The cruel, evil jerks who blew up the London subway last week, despite appropriating al-Qaeda’s name for their website and T-shirts, have about as much to do with al-Qaeda as a Beatles tribute band has to do with the Fab Four.
For all the horror, hoopla and hair-pulling, this was no September 11. Timmy McVeigh slaughtered a heck of a lot more people in Oklahoma City with his cow-poop bomb.
I’m not belittling the heartbreaking hideousness of this crime, but let’s get the facts straight. If al-Qaeda is the Panzer Division of terrorism, these London bombers were terrorism’s Cub Scouts. We’re talking a few pounds of nitro wired to a clock — a design badly copied off the Internet.

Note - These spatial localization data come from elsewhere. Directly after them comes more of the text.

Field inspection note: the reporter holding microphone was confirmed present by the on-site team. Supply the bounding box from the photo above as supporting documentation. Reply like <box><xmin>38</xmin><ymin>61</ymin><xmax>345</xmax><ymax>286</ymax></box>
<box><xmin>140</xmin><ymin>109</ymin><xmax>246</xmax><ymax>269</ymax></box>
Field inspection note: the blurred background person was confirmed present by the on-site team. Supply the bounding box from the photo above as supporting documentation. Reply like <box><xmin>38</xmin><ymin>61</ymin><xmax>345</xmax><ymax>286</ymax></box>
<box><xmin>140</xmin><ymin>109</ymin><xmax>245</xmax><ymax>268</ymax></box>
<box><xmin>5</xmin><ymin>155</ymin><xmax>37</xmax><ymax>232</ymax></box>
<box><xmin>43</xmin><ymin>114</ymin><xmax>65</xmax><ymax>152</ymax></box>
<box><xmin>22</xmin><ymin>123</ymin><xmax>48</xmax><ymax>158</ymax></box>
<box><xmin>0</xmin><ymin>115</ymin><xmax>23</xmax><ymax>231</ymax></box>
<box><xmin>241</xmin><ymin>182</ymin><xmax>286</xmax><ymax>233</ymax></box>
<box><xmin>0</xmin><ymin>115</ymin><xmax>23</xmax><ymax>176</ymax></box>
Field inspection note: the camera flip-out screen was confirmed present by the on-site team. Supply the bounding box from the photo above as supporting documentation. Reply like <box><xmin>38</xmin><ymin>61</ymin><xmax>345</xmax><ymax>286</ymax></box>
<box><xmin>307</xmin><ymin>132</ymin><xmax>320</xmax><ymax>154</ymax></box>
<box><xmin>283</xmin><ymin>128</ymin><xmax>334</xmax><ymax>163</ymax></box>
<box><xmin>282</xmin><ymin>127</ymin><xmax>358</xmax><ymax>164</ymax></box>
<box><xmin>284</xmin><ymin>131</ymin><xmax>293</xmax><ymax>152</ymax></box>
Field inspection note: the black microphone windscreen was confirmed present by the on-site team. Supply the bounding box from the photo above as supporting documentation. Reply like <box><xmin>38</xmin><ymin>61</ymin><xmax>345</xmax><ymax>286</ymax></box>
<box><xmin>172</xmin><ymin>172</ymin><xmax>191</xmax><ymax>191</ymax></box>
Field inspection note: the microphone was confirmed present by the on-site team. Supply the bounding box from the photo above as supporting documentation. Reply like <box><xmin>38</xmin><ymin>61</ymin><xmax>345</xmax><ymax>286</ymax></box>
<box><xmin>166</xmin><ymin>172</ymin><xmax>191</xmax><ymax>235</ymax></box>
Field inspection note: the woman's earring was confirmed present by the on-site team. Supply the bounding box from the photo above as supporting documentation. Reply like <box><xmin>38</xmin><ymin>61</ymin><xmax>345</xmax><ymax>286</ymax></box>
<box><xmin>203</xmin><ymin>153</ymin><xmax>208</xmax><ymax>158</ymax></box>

A witness watched some Arabic-looking teenager nervously checking his bag on a bus which, London’s un-hysterical police now believe, he accidentally triggered, blowing apart himself and a bunch of unlucky commuters.
Al-Qaeda this ain’t. All the evidence is that this half-assed attack was the work of some poor young Muslim schmucks, possibly whipped into a frenzy by the mewling mullah of Finsbury Park, Omar Bakri Mohammed, a cleric who enjoyed the comfortable middle-class dullness of England during the week while on weekends preaching, “a 9/11, day after day after day” to punish his Western hosts.
It’s not al-Qaeda, but for George and Tony, it’s good enough. Blair’s Foreign Secretary dramatically dashed out to tell us that the explosions had the “hallmarks of al-Qaeda.” Our Commander in Chief, looking as commanding as possible (no reading of kiddie stories this time), could not have been more satisfied.
The “hallmarks of al-Qaeda”? That’s not true and Blair knows it. And Bush knows it. And that’s no little matter, my friends.
Because Blair and Bush are al-Qaeda junkies. They’ve sold us on everything from fingerprinting five-year olds to invading Baghdad to tolerating plummeting paychecks all on the slick line that we are under attack by a well-trained, well-armed, well-funded hidden army called al-Qaeda.
But our War President and War Prime Minister are having a little problem with their war on terror. The enemy’s gone AWOL. Except when we go looking for trouble — as in invading a Mesopotamian country — trouble pretty much stopped looking for us.
Even September 11. Forgive me for pointing this out, but no matter how horrific, it was in the end the deed of a couple dozen fundamentalist fruitcakes with box-cutters hankering for a hot time with virgins in the next life who got “lucky.”
Yes, unlike the London attack, the “luck” of the September 11 hijackers required the sick genius of monied operatives and a Washington administration that operated with eyes wide shut toward Saudi gangsterism.
But now al-Qaeda’s luck’s run out, not because Bush has us taking off our shoes in airports, but because, overwhelmingly, Muslims in this world really have no attraction to killing kids or commuters.
For Bush and Blair, organized terror’s diminishing power was a political problem — until last week, when the al-Queda addicts of the White House and Downing Street got a new terror fix. Even if it wasn’t the real al-Qaeda, it was enough for them to mainline into the body politic a big, fat dose of fear.
Now, with world media all jumped up on its latest fear high, Bush and Blair can resume their sales pitch: more weaponry, less liberty.
FDR calmed a nation when he said, “We have nothing to fear but fear itself.” But the Bush and Blair slogan is, “We have nothing to sell but fear itself.”